Fazil Omar Rahmani, the provincial head of the Ministry of Refugees and Repatriation Affairs, said there were plans to expand the water supply network.
“But for now these families must secure their own supply,” he said.
Two hours on foot
The plots allocated by the government for the new neighborhood lie far from Bamiyan city, which is home to more than 70,000 people.
The city grabbed international attention in 2001, when the Sunni Pashtun Taliban authorities destroyed two large Buddha statues cherished by the predominantly Shia Hazara community in the region.
Since the Taliban government came back to power in 2021, around 7,000 Afghans have returned to Bamiyan according to Rahmani.
The new project provides housing for 174 of them. At its inauguration, resident Rahesh stood before his new neighbors and addressed their supporters.
“Thank you for the homes, we are grateful, but please don’t forget us for water, a school, clinics, the mobile network,” which is currently nonexistent, he said.
Rahmani, the ministry official, insisted there were plans to build schools and clinics.

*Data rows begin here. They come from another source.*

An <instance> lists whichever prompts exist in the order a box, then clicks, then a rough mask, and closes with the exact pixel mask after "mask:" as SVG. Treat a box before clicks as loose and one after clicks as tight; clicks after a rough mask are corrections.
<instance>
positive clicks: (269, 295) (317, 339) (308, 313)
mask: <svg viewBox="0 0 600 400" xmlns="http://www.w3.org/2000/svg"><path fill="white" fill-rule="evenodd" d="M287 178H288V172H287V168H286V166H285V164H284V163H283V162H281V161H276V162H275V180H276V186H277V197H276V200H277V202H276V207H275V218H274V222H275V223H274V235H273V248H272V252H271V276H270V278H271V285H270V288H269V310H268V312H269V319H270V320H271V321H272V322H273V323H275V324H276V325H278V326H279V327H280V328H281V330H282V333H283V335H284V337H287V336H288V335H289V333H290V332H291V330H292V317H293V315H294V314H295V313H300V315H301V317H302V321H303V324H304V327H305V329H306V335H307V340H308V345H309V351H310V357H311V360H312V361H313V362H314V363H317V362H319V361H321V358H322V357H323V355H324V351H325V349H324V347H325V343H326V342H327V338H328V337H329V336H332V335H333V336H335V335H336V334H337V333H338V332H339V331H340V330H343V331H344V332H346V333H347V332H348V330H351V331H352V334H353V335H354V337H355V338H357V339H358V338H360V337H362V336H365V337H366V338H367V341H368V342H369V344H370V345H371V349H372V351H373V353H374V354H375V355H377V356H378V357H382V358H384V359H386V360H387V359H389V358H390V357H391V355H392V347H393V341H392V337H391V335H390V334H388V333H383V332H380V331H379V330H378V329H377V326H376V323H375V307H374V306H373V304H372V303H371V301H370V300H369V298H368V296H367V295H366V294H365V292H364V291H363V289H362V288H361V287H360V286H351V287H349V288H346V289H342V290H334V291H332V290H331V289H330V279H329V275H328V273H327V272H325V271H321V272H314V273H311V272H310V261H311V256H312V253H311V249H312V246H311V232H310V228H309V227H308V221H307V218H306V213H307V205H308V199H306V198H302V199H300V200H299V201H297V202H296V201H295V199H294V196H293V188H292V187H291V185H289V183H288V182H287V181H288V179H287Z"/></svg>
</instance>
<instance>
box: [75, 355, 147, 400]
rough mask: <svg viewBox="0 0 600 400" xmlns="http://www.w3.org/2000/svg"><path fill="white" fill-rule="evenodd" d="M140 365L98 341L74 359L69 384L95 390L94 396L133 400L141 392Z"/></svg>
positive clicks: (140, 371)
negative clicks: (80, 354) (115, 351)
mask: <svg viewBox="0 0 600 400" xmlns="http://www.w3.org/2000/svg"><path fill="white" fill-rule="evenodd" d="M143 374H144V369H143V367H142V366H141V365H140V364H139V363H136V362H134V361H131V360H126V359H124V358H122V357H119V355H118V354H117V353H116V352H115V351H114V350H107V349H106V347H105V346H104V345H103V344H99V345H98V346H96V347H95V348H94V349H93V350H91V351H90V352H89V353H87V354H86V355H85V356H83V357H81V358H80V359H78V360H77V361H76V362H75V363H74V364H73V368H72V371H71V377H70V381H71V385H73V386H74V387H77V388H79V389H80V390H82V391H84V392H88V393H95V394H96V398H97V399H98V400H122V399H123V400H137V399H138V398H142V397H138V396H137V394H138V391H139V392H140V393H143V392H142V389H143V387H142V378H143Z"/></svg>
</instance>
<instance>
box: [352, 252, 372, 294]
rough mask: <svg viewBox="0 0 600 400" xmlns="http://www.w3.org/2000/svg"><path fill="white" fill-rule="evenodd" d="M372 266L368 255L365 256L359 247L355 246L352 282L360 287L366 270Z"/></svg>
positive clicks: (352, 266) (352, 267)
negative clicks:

“There is a direct order from our supreme leader,” Hibatullah Akhundzada, he said, without specifying when these projects will start.
In the meantime, to get to work at the market, Rahesh must walk for two hours along a rutted dirt road between barren mountains before he can catch a ride.
Only 11 percent of adults found full-time work after returning to Afghanistan, according to an IOM survey.
Ibrahimi, meanwhile, is contending with a four-kilometer (2.5-mile) walk to the nearest school when the winter break ends.
“I will have to wake my children very early, in the cold. I am worried,” she said.